Elle est éblouie et perd la notion du réel. Marguerite déifie Duras. Elle parle d’elle à la troisième personne et, se croyant infaillible, donne son avis sur tout, politique extérieure, politique intérieure, fait divers. Un journaliste astucieux manigance une série de rencontres télévisées: Marguerite Duras - François Mitterrand, à l’Elysée. Le président n’a pas oublié le passé, il est amical mais il prend du recul face à cette « Madame Je sais tout » et il abrège la suite des entretiens.
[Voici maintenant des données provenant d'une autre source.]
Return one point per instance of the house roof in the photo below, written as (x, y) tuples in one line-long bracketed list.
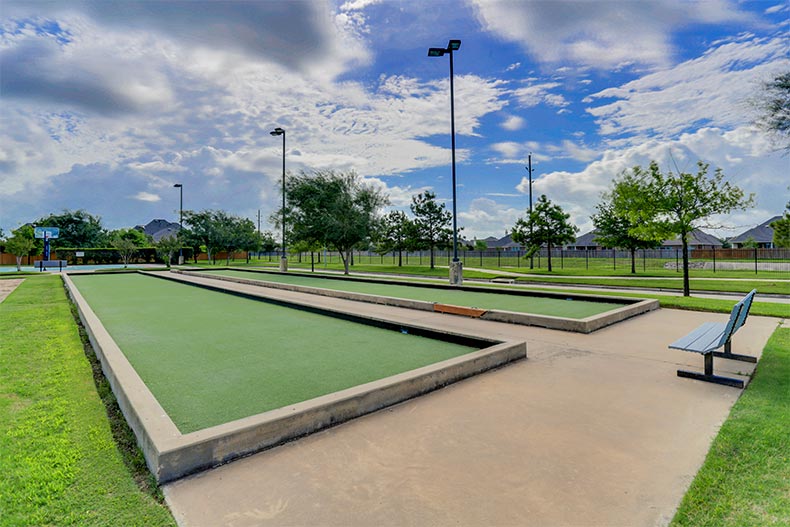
[(587, 240), (763, 233), (696, 237)]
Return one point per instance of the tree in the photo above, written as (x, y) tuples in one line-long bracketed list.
[(396, 229), (216, 230), (781, 229), (432, 223), (125, 245), (166, 247), (614, 229), (332, 209), (201, 233), (267, 244), (773, 103), (77, 229), (237, 234), (547, 224), (666, 205), (21, 244)]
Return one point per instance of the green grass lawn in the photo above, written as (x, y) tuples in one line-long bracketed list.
[(210, 358), (745, 480), (558, 307), (60, 464)]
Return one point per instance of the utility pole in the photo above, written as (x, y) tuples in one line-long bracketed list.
[(529, 170)]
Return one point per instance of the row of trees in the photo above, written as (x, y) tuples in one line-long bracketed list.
[(209, 231), (339, 211), (643, 207)]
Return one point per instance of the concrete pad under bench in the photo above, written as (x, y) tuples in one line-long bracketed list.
[(631, 306), (170, 454)]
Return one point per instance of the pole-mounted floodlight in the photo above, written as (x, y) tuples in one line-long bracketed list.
[(180, 188), (283, 259), (453, 45)]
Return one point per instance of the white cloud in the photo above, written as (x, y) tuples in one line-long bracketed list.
[(536, 94), (744, 155), (486, 217), (712, 90), (209, 130), (602, 34), (508, 149), (513, 123), (147, 196)]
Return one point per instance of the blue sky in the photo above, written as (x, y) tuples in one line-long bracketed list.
[(105, 105)]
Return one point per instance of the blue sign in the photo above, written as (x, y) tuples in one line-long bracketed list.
[(47, 233)]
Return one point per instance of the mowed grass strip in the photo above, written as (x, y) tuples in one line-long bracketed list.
[(745, 480), (556, 307), (60, 465), (210, 358)]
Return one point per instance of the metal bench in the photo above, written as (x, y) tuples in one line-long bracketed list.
[(713, 335)]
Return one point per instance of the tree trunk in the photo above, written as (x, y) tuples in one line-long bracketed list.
[(686, 287), (345, 257)]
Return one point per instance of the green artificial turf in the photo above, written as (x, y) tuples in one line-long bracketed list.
[(745, 480), (60, 465), (210, 358), (538, 305)]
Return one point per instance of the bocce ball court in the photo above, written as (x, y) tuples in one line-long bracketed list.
[(204, 376), (571, 312)]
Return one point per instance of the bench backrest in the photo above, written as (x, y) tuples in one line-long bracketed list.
[(737, 317), (747, 305)]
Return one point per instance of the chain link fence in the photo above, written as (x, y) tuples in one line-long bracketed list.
[(602, 259)]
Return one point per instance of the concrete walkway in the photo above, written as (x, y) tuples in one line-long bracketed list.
[(589, 430)]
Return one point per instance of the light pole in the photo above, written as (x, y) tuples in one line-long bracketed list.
[(284, 259), (456, 267), (529, 169), (180, 188)]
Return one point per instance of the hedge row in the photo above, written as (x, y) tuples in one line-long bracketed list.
[(110, 255)]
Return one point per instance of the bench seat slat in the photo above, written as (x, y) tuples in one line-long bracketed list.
[(705, 338)]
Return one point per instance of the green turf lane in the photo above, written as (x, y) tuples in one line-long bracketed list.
[(556, 307), (210, 357)]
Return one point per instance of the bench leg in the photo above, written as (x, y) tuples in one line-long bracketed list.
[(708, 376), (728, 354)]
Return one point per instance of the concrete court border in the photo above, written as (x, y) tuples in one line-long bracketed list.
[(632, 307), (170, 454)]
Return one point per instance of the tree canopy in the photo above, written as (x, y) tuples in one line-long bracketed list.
[(547, 224), (216, 230), (77, 229), (333, 209), (432, 223), (396, 234), (615, 229), (664, 205)]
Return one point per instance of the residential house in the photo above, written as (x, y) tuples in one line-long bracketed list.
[(762, 235), (158, 229)]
Avec les années qui s’accumulent, le désir d’écrire est de plus en plus impératif. C’est davantage le besoin de se raconter que de créer des personnages qui poursuit Marguerite . Elle publie coup sur coup des romans-confessions : Yeux bleus, cheveux noirs consacré à son impudique intimité avec Yann, La Douleur, description de son aventure avec un homme de la Gestapo et celui du douloureux retour de Robert Antelme. Emily L., récit des hallucinations d’une femme ivre dans un caboulot. Elle trouve encore la force de mettre en scène, au théâtre du Rond-Point, une seconde mouture de La Musica, au titre évocateur de La Musica 2ème avec pour interprètes Miou-Miou et Samy Frey.
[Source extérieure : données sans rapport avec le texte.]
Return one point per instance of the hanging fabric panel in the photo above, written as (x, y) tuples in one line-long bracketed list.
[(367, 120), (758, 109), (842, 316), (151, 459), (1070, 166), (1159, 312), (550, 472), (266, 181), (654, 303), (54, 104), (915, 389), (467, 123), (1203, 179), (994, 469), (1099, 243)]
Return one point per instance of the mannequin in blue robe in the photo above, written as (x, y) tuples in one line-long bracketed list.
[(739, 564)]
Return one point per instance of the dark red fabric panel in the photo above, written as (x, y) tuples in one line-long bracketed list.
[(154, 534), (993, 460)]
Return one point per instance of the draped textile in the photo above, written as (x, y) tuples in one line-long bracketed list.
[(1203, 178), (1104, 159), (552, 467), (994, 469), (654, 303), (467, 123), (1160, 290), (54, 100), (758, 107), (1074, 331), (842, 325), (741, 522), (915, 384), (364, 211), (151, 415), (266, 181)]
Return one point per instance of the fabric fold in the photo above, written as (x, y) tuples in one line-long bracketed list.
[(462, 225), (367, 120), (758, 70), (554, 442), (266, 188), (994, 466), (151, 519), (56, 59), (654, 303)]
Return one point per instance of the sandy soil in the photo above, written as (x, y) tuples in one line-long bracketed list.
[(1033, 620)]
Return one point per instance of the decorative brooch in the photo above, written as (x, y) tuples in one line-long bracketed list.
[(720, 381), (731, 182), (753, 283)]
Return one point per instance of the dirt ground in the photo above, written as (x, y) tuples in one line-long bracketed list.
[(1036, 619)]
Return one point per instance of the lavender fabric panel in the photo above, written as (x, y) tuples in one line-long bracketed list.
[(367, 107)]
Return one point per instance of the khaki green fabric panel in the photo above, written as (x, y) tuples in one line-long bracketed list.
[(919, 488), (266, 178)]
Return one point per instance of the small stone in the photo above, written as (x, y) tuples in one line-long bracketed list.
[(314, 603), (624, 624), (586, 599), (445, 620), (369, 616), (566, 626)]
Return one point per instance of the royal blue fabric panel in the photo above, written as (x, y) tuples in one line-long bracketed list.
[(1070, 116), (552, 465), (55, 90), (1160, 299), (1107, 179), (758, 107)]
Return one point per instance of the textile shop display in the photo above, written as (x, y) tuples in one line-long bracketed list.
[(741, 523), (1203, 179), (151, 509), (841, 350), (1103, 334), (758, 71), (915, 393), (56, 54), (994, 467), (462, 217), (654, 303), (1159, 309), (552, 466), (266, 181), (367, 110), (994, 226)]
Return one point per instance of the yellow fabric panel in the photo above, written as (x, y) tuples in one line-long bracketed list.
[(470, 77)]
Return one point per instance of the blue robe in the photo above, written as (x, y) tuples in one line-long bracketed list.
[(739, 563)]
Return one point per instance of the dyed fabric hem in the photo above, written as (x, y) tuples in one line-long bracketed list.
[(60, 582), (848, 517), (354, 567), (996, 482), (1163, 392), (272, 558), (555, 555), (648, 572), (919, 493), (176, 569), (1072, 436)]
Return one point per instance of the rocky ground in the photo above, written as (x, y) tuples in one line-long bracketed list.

La santé de Marguerite Duras se délabre de jour en jour. Elle souffre d’emphysème, le souffle lui manque, elle ne peut plus monter les escaliers, elle enfle de partout, elle souffre, elle est malheureuse.
En octobre 1988, elle entre à l’hôpital Laënnec. Après une opération d’une trachéotomie pour insuffisance respiratoire, elle est plongée dans un long coma artificiel dont elle ne sortira qu’en juin 1989. Les médecins l’ont crue perdue. Mais Duras ne meurt pas si facilement, son corps qu’elle a tant malmené a des ressources. Et la voici reprenant contact avec Claude Berry et Jean-Jacques Annaud pour le tournage de son film L’Amant. Après s’être enthousiasmée sur les qualités de son metteur en scène, Marguerite Duras se persuade qu ‘il va la trahir. Elle finit par accepter le contrat à une condition: le nom de Duras ne paraîtra pas sur l’affiche qui portera la mention « film tiré de l’Amant ». Dès ce moment, elle déteste son propre ouvrage, elle le dénonce comme « un roman de gare » et se remet à l’ouvrage pour en publier une variante: L’Amant de la Chine du Nord, destinée à discréditer la première version.
À partir de 1992, Marguerite Duras ne publie plus. Elle se contente de tenir son journal intime. Elle ne reçoit que peu de monde, à l’exception de son fils, de son ancien amour Dionys et de quelques intimes. Yann sera près d’elle dans l‘appartement, comme une dame de compagnie auprès d’une vieille personne, souvent capricieuse, mais si bouleversante quand elle l’appelle dans un dernier ouvrage: « Je ne suis plus rien, je suis devenue complètement effrayante. Je ne tiens plus ensemble, viens vite, je n’ai plus de bouche, je n’ai plus de visage, Yann mon amour de la nuit ».
Marguerite Donnadieu s’est éteinte le dimanche 3 mars 1996, en son domicile de la rue Saint-Benoît.